Both OPC and PCA are committed to God's Word and the blessed gospel of Grace. On the local level, go where you hear the gospel for your life the clearest. On the denom level, hard for a small church to be comfortable in a much bigger one. The RPCES gave its Covenant seminary to the PCA and its Francis Schaeffer outlook. For me the bigger story right now are the 140 congregations finally leaving the PCUSA and not feeling at home in either, but only in the EPC. How can we send a welcome to women without ordaining them? DCD


----------



## Rufus

D Clair Davis said:


> Both OPC and PCA are committed to God's Word and the blessed gospel of Grace. On the local level, go where you hear the gospel for your life the clearest. On the denom level, hard for a small church to be comfortable in a much bigger one. The RPCES gave its Covenant seminary to the PCA and its Francis Schaeffer outlook. For me the bigger story right now are the 140 congregations finally leaving the PCUSA and not feeling at home in either, but only in the EPC. How can we send a welcome to women without ordaining them? DCD


 
You don't ordain them, if any PCUSA women pastors churches join the EPC than they should leave the women's ordination behind and become laywomen. 

I pray for the best with those leaving the PCUSA.


----------



## Edward

D Clair Davis said:


> For me the bigger story right now are the 140 congregations finally leaving the PCUSA and not feeling at home in either, but only in the EPC. How can we send a welcome to women without ordaining them?



When 1400 of us split from a PCUSA church, we had women who had been ordained as elders in the PCUSA who became lay leaders in our church. There was early discussion as to whether to head to the PCA or the then new EPC, but the overwhelming consensus was PCA. We now have several thousand women who don't seem to feel unwelcome.

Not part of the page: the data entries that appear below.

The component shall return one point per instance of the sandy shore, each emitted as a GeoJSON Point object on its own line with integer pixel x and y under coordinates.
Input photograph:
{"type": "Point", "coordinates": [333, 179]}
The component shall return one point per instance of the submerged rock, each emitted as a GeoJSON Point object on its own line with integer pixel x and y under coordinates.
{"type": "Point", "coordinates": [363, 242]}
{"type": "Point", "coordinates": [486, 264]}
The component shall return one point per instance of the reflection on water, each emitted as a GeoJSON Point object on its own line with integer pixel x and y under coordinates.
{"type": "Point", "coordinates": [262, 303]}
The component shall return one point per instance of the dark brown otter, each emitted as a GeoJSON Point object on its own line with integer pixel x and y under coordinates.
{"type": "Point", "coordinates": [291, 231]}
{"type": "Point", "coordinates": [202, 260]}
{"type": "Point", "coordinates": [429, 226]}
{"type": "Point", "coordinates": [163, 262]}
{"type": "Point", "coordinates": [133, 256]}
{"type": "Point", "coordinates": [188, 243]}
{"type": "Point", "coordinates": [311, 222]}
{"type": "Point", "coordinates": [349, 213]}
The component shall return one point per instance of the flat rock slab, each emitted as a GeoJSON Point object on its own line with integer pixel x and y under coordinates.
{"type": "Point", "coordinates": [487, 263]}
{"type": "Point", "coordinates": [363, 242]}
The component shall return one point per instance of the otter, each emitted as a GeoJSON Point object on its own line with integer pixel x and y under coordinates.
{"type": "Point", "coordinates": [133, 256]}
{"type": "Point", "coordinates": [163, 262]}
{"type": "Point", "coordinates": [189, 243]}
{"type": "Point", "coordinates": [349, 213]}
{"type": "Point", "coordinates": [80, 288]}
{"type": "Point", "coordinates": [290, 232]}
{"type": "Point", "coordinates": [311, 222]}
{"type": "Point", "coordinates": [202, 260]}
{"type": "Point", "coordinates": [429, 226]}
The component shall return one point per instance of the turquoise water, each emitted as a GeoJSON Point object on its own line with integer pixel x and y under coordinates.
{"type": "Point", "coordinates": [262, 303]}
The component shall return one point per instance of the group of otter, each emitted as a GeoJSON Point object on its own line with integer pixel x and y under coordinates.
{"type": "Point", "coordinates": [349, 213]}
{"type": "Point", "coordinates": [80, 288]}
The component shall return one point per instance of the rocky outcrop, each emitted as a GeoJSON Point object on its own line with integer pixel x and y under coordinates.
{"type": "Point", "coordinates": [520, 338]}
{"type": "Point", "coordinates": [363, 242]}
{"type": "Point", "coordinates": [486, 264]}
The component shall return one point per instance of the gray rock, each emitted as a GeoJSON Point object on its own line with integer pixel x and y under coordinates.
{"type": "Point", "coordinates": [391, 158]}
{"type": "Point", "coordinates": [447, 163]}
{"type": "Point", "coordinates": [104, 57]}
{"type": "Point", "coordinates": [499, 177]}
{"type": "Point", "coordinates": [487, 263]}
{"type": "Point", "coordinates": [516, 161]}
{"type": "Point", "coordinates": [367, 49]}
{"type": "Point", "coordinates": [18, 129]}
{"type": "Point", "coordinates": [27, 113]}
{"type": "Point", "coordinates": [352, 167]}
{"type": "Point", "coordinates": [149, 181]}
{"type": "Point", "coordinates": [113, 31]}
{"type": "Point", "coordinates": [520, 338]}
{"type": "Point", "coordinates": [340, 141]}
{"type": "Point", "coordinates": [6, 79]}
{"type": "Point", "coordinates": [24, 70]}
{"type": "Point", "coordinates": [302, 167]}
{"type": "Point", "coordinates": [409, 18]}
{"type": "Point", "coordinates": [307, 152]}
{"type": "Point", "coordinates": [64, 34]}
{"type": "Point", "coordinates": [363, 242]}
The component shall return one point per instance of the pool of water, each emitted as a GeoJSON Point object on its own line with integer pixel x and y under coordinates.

And having clicked on your link, what is the PCEA? Presbyterian Church of East Africa? And now I'm trying to recall whether I've met you, or just heard about you from some folks we both know.


----------



## Notthemama1984

Rufus said:


> You don't ordain them, if any PCUSA women pastors churches join the EPC than they should leave the women's ordination behind and become laywomen



What they should do and what they will do are two different things unfortunately.


----------



## Pilgrim

Wayne said:


> Nice wrap up, Chris, particularly for one outside the PCA and Presbyterianism. I took the liberty of tweaking one of your dates.



Thanks. I was too lazy to look up the dates on the Evangelical Presbyterian Church (not today's EPC) and the RPCES. I learned that history when I was in Presbyterian circles a few years ago. It was mainly gleaned from a couple of longtime pastors (both of which have served in a relatively large number of Pres/Ref denoms,) John Muether and others. I've occasionally delved into the PCA Historical sites as well, which are very helpful.

I have a B.A. in history so I seem to continue to gravitate toward history. Maybe I have "missed my calling" and should have gone into church history? Well, I suppose it's never too late.

---------- Post added at 01:53 AM ---------- Previous post was at 01:33 AM ----------




D Clair Davis said:


> Both OPC and PCA are committed to God's Word and the blessed gospel of Grace. On the local level, go where you hear the gospel for your life the clearest. On the denom level, hard for a small church to be comfortable in a much bigger one. The RPCES gave its Covenant seminary to the PCA and its Francis Schaeffer outlook. For me the bigger story right now are the 140 congregations finally leaving the PCUSA and not feeling at home in either, but only in the EPC. How can we send a welcome to women without ordaining them? DCD



This is a bit of a bunny trail, but I know that a good many complementarians in the EPC feel some angst about this large influx of egalitarians and female officers into their denomination, although most of them are thankful for the number of churches that have left the PCUSA. 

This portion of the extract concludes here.